The space complexity is independent of the length of the text being searched, which makes KMP memory-efficient even for very large texts.
C++ Implementation
Here's a C++ template class that implements the KMP algorithm:
#include <vector>
#include <string>
template<typename T>
class KMPMatcher {
private:
std::vector<T> pattern;
std::vector<int> lps;
void computeLPSArray() {
int len = 0;
int i = 1;
lps[0] = 0;
while (i < pattern.size()) {
if (pattern[i] == pattern[len]) {
len++;
lps[i] = len;
i++;
} else {
if (len != 0) {
len = lps[len - 1];
} else {
lps[i] = 0;
i++;
}
}
}
}
public:
KMPMatcher(const std::vector<T>& pat) : pattern(pat), lps(pat.size()) {
computeLPSArray();
}
std::vector<int> search(const std::vector<T>& text) {
std::vector<int> matches;
int i = 0; // index for text[]
int j = 0; // index for pattern[]
while (i < text.size()) {
if (pattern[j] == text[i]) {
j++;
i++;
}
if (j == pattern.size()) {
matches.push_back(i - j);
j = lps[j - 1];
} else if (i < text.size() && pattern[j] != text[i]) {
if (j != 0)
j = lps[j - 1];
else
i = i + 1;
}
}
return matches;
}
};Using the KMPMatcher Class
Here's how you can use the KMPMatcher class:
#include <iostream>
#include <vector>
#include <string>
int main() {
std::string text = "ABABDABACDABABCABAB";
std::string pattern = "ABABCABAB";
std::vector<char> text_vec(text.begin(), text.end());
std::vector<char> pattern_vec(pattern.begin(), pattern.end());
KMPMatcher<char> kmp(pattern_vec);
std::vector<int> matches = kmp.search(text_vec);
std::cout << "Pattern found at indices: ";
for (int index : matches) {
std::cout << index << " ";
}
std::cout << std::endl;
return 0;
}This code will output:
Pattern found at indices: 10Conclusion
The KMP algorithm is a powerful tool for efficient string matching. By preprocessing the pattern and using the information gained from previous comparisons, it significantly reduces the number of comparisons needed in many cases, especially when dealing with repetitive patterns or long texts.

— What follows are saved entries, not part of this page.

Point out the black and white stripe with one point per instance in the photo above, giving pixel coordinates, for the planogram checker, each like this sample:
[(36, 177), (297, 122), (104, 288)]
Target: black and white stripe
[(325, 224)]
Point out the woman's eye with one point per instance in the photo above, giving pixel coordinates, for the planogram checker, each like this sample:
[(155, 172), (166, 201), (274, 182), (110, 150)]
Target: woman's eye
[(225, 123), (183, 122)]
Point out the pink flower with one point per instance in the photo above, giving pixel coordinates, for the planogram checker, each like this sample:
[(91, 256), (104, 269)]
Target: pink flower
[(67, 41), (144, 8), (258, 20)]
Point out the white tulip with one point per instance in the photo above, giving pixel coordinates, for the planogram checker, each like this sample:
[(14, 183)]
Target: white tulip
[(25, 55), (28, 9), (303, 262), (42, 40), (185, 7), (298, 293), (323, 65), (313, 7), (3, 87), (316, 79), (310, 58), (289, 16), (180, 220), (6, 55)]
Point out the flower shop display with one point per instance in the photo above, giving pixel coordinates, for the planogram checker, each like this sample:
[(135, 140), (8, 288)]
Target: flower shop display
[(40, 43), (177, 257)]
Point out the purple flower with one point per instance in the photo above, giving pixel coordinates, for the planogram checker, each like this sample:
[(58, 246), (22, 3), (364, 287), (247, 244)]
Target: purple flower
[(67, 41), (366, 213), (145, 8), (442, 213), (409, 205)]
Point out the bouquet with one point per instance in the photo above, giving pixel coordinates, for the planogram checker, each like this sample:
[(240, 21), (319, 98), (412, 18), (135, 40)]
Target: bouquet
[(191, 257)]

The time complexity of O(m + n) makes it much more efficient than naive string matching algorithms, particularly for large inputs. Its space complexity of O(m) ensures that it remains memory-efficient even when searching through very large texts.
The template class provided here allows you to use KMP with any type that supports equality comparison, not just characters. This makes it versatile for various applications beyond just string matching.